¿Por qué lo llamamos entrenar si nunca competimos?
No solo hay un entrenamiento para no estar mal, hay un entrenamiento para estar mejor que bien.
Dice el diccionario que entrenar es prepararse para la práctica de un deporte. Sin embargo, un porcentaje sustancial de las personas que realizan actividad física (por cierto, siempre demasiado pocas) no practican ningún deporte. Van al gimnasio, se ejercitan con un entrenador personal o simplemente hacen tablas de ejercicios en su casa. Y muchas de ellas llaman entrenar a ese tipo de actividad, aunque no tenga como objetivo ninguna competición o deporte. ¿No deberían llamarlo de otro modo? ¿Por ejemplo, simplemente hacer ejercicio?.
La respuesta es que no.
En primer lugar, los diccionarios sirven para lo que sirven y no siempre captan todos los matices del uso de la lengua, porque esta evoluciona constantemente. Y en segundo lugar, y más importante, todas las personas que hacen algún tipo de actividad física, aunque no sea deportiva, se están entrenando para la competición más importante que existe, que es la vida.

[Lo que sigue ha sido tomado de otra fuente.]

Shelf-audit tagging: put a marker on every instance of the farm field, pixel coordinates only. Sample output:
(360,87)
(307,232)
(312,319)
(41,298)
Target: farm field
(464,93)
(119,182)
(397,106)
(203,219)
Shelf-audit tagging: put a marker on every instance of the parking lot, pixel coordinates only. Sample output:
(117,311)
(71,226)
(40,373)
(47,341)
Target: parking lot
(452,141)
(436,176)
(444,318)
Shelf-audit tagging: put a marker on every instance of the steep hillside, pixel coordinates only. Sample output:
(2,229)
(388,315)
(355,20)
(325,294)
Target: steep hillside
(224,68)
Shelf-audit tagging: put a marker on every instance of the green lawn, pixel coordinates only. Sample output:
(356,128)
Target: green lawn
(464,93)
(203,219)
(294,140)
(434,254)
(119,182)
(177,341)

Son incontables, incontables de verdad, las ocasiones en las que la vida pone a prueba nuestra capacidad física. Porque siempre hay unas escaleras que subir, una compra que transportar o meter en el coche, o una maleta que ubicar sobre nuestro asiento en el tren o en el avión. Por no hablar de las carreras que a veces tenemos que dar para coger el autobús o para no llegar tarde a una cita importante, personal o profesional. Quienes conviven con niños pequeños o personas con discapacidades físicas, además, casi todos los días sobrecargan sus músculos venciendo resistencias, reteniendo o impulsando. A esta larga lista se suman los muebles que hay que mover para limpiar, los botes que tenemos que abrir, las llaves tozudas que hay que girar y así sucesivamente. Y en un capítulo aparte hay que considerar todas esas situaciones en las que debemos aguantar mucha tensión con poco descanso y, por supuesto, la larga lista de enfermedades, leves o graves, que mejoran o se sobrellevan mejor cuando el cuerpo está en forma. La conclusión es clara: la vida es una competición constante. La vida es deporte.

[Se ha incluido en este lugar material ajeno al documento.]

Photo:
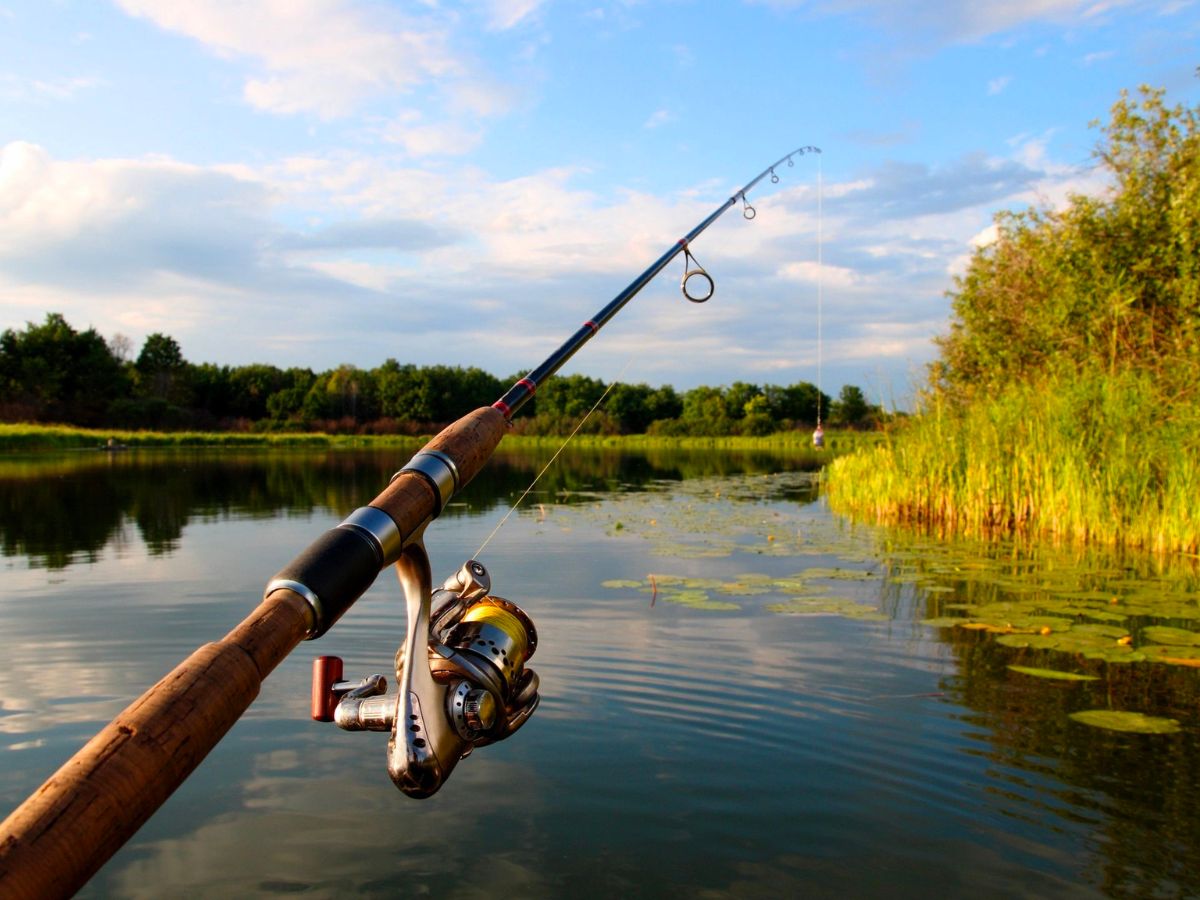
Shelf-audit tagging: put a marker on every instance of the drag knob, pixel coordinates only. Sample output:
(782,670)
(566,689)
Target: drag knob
(479,711)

Desde esta perspectiva no deja de ser sorprendente que en la mente de no pocas personas la actividad física es algo que solo debe ocurrir cuando queremos adelgazar o como medio de rehabilitación, como si ejercitarse fuera solamente una forma de corregir un mal. Comparadas con las infinitas ocasiones en las que la mera vida cotidiana nos plantea retos físicos, estas dos situaciones, perder peso o rehabilitarse, representan una franca minoría. Por tanto, el deporte habitual debería ser una constante en nuestra vida. Porque no solo hay un entrenamiento para no estar mal, hay un entrenamiento para estar mejor que bien. Y este debería ser el habitual.
Sin embargo, como la amplia mayoría de las personas que se inician en algún tipo de actividad deportiva han experimentado, los beneficios de entrenar (ahora sí, con todas las letras) van más allá de lo físico, afectando positivamente a nuestro ánimo y serenidad. Obra de las endorfinas o no, cuando nos ejercitamos y vencemos nuestros propios límites, grandes o pequeños, experimentamos vitalidad y vigor, conectamos con nuestro cuerpo y, de repente, aunque solo sea por un instante, nos sentimos capaces de todo. Y en ese momento constatamos que no hay sensación física ni psicológica comparable a sentir que cruzamos nuestras propias fronteras. Y es cuando comprendemos que esa es, al fin y al cabo, la competición que mejor explica por qué entrenamos, que es también la más importante en la que todos estamos inscritos: la de superarnos a nosotros mismos.